Most students at Franciscan University enroll right after high school or transfer from other colleges, but some students are designated as GNT or graduate/non-traditional students.
GNT Outreach is a Student Life club that serves these students.
Mary Thomas, a core team member who organizes events for the club, said, “GNT (Outreach) tries to build a community for the grad students or students who are twenty-three and older.”
These students come from various fields, said Thomas, such as full-time employment or religious life.
Thomas said that since graduate students are no longer allowed to live in on-campus housing, the mission of GNT Outreach has become even clearer. For graduate or non-traditional students who live off campus, it is difficult to meet new people outside of class or to get involved with extracurricular activities, she said.
“We are trying to make sure to give people the opportunity to meet each other and have that relationship building throughout the semester,” said Thomas.
Every month GNT Outreach tries to put on at least two events, she said.
Philosophy on Tap, which is intended to open the floor for graduate or non-traditional students to socialize in a fun, friendly environment, is one such event that GNT Outreach puts together, said Thomas.
In the past, the club has gone tailgating and visited the zoo, and recently, a movie night was hosted by the GNT Outreach in the Assisi Height Community Center, she said.
Thomas said that GNT Outreach also provides spiritual ministry.
“It is a part of the Christian life to build community and support each other,” she said.
GNT Outreach offers help and services to the students, said Thomas.

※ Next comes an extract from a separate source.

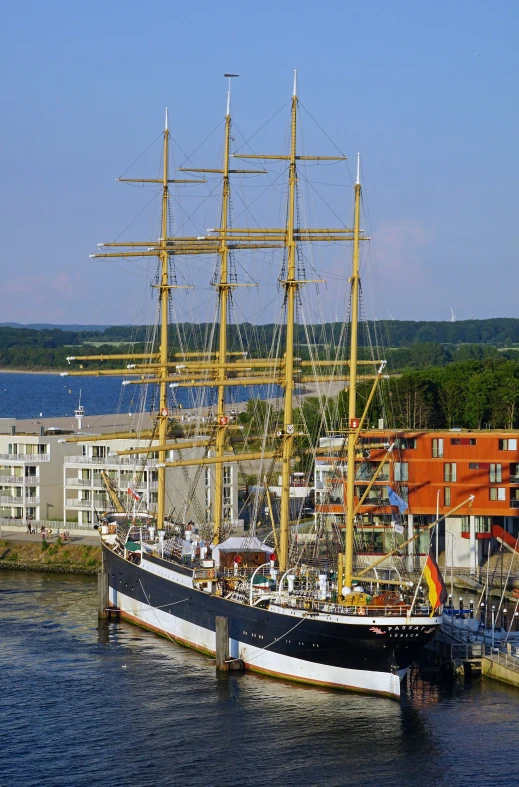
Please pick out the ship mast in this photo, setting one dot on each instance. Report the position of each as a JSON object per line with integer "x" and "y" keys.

She said there has been a holy hour organized for GNT students and another is being planned. A retreat specifically for the graduate and non-traditional students also is being planned, said Thomas.
In regards to fellow GNT students, Thomas said, “No one can survive as an island. We all need a community and we all need support from the other people. We draw strength sometimes by asking for help or reaching out to other people.”
Thomas said, “I encourage people (to) get involved and not be afraid.”